Neorocritical care centres could save lives
10 May 2005
The lives of tens of thousands of people with brain injuries could be saved, with a better quality recovery, at less cost, through the introduction of specialised neurocritical care centres, according to a leading British anaesthetist.
There is now clear evidence that such specialist centres could significantly improve the quality of survival, Professor David Menon said in Auckland today.
Neurocritical care is intensive or critical care of patients whose primary problem is in the nervous system, most commonly the brain. Common causes of such disease include head trauma, stroke, brain haemorrhage, meningitis, and diseases of the nerves and muscles.
Professor Menon, Professor of Anaesthesia at Cambridge University, was speaking at the Annual Scientific Meeting (ASM) of the Australian and New Zealand College of Anaesthetists (ANZCA), being attended by 1,000 anaesthetists, intensivists and pain medicine specialists from around the world. The theme of the meeting is "Improving Outcomes".
He said that research in recent years had increasingly demonstrated the efficacy of specialist neurocritical treatment, particularly in the field of acute brain injury.
Standard guidelines had been developed by several expert bodies in the late 1990s, after an assessment of the various treatment options then in use.

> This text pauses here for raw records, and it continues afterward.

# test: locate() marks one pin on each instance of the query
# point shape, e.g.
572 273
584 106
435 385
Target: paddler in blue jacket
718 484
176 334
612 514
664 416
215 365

The US Brain Trauma Foundation had later estimated that, based on these guidelines, 20,000 lives could be saved each year in the USA alone, and clear benefits had been demonstrated since under protocols broadly based on the American guidelines.
"More recently (2002/03) there have
been numerous reports of significant improvements in outcome
from evidence based management of severe head injury,
compared with historical controls," Professor Menon
"According to two relevant studies, there were clear improvements in the proportion of patients experiencing favourable outcomes - from 40.4 per cent to 59.6 per cent in severe head injury, and from 40 per cent to 84 per cent in all head injured patients.
"These data suggest that good quality neurocritical care has its most consistent impact not on survival but on the more desirable goal of quality of survival.
"It is also clear that these results are best achieved by professional intensivists," Professor Menon said.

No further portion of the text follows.